Les skieurs doivent ensuite ralentir pour négocier le S de Kernen, une enfilade de virages très étroits, avant de ré-accélérer à 100 km/h pour passer dans le tunnel de la Wasserstation, sous les rails du chemin de fer.

«Ces particularités géographiques rendent nécessaires ces changements de vitesse dramatiques, sans quoi on ne pourrait pas négocier le parcours de façon sécuritaire», dit l'ancien Crazy Canuck Ken Read, vainqueur en 1980.

Le Hanneggschuss reste néanmoins l'endroit en Coupe du monde où les vitesses les plus élevées sont enregistrées. Le record absolu appartient à nul autre qu'Erik Guay, absent cette année en raison de maux de dos. En 2006, il avait atteint 156,52 km/h...

Le Canadien Jan Hudec connaît bien le Hanneggschuss. Il y a chuté en 2008, accrochant bêtement une carre dans la neige. L'ancien vice-champion mondial de la descente s'est défait un genou, en route vers une cinquième opération. «Ce n'était pas très amusant... Difficile de ne pas se blesser en tombant à cette vitesse», a-t-il dit. Hudec s'était fait un point d'honneur de revenir à Wengen l'année suivante. Il a décroché une renversante huitième place.

Le profil de la Lauberhorn n'a pas changé depuis 1930. Mais avec le travail mécanique, l'avènement de la neige artificielle, l'évolution de l'équipement et l'amélioration des qualités athlétiques des skieurs, le tracé a dû être considérablement modifié au fil des années. Question de sécurité. «Ça ressemble davantage à un super-G de nos jours», fait remarquer Ken Read.

Or, la magie opère toujours. Même le traditionnel slalom de Wengen revêt un caractère particulier. Julien Cousineau s'y alignera pour la huitième fois demain et ne s'en lasse pas. Il y a signé les trois premiers top 10 de sa carrière. Mais il y a plus.

«C'est juste vraiment le fun», résume le skieur de Lachute.
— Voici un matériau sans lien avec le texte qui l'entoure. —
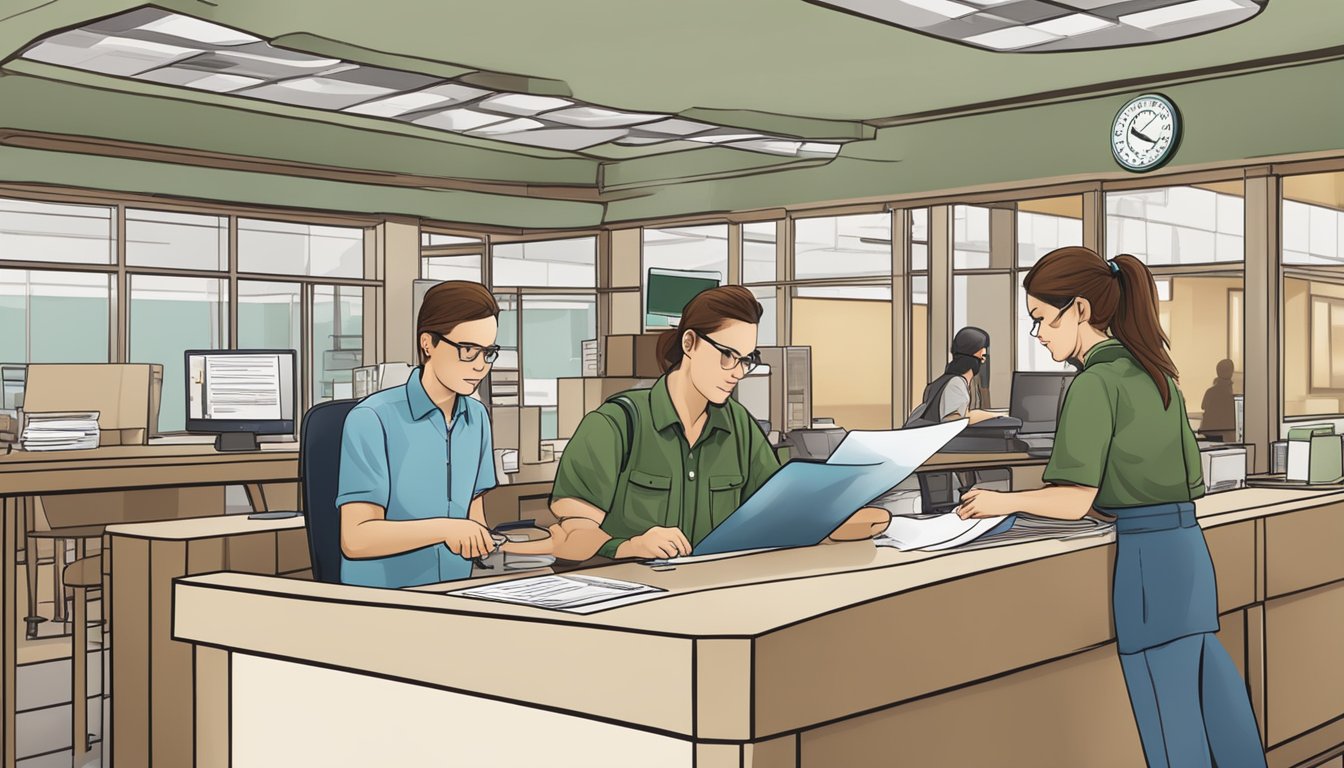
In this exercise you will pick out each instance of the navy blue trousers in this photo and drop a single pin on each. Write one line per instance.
(1190, 702)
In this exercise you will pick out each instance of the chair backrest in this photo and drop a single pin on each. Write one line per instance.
(319, 463)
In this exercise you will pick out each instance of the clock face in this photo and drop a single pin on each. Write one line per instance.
(1145, 133)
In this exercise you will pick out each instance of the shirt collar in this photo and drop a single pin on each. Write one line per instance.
(420, 402)
(1104, 351)
(664, 414)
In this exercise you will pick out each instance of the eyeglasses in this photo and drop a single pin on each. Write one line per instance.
(467, 353)
(730, 358)
(1035, 326)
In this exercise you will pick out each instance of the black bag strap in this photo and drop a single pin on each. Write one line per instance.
(628, 436)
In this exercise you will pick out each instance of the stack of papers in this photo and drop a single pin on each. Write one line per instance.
(66, 431)
(934, 533)
(575, 593)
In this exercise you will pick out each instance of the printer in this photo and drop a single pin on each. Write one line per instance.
(996, 435)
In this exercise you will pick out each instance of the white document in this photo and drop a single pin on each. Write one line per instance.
(901, 451)
(243, 388)
(561, 592)
(933, 531)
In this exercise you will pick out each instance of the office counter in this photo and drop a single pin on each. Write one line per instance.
(833, 655)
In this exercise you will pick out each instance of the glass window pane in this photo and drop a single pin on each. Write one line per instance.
(850, 332)
(843, 246)
(452, 268)
(338, 339)
(285, 248)
(766, 330)
(168, 316)
(50, 232)
(1039, 234)
(54, 316)
(758, 252)
(971, 237)
(268, 315)
(184, 241)
(1178, 225)
(551, 262)
(430, 240)
(557, 327)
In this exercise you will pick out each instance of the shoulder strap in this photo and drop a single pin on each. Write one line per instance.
(628, 437)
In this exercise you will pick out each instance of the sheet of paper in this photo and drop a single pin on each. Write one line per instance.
(899, 449)
(559, 592)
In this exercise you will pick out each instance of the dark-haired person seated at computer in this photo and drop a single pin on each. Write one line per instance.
(694, 456)
(415, 459)
(952, 396)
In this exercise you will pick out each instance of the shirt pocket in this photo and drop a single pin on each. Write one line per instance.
(647, 501)
(725, 495)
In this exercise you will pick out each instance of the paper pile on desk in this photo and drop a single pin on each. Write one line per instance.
(66, 431)
(934, 533)
(575, 593)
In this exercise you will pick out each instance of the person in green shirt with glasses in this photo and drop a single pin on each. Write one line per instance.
(651, 476)
(1124, 447)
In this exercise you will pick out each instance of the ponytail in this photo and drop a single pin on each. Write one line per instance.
(1136, 323)
(708, 311)
(1124, 297)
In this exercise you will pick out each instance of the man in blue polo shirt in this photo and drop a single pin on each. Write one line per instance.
(417, 459)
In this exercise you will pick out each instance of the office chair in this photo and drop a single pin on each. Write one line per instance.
(319, 462)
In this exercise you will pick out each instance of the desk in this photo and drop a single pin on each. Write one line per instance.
(151, 693)
(831, 655)
(113, 468)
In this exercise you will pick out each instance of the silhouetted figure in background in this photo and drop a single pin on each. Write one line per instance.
(1219, 421)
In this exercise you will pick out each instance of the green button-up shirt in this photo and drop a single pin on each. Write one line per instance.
(1116, 436)
(667, 482)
Dans les années 70, son père Alain participait à la même course, sur la même piste: la manche matinale du côté droit de la vieille cabane en bois, la manche ultime du côté gauche.

«C'est comme dans le temps, dit Julien Cousineau, qui pourra compter sur l'appui de ses parents ce week-end. Il y a peu d'endroits où l'histoire ne change pas.»

Une marche de 20 minutes entre le stade d'arrivée et le village, en fin de journée hier, suffit à comprendre. Devant un chalet, cinq poules picorent dans la neige sous les derniers rayons du soleil. Un peu plus loin, des gens chantent sur leur balcon, un verre de blanc à la main, face à l'immense vallée. On entend les cloches à vache résonner au village. Les terrasses débordent jusqu'à la place publique, où les coureurs recevront bientôt leur dossard pour la descente. Ça sent l'emmental et le gruyère. Ça sent le ski.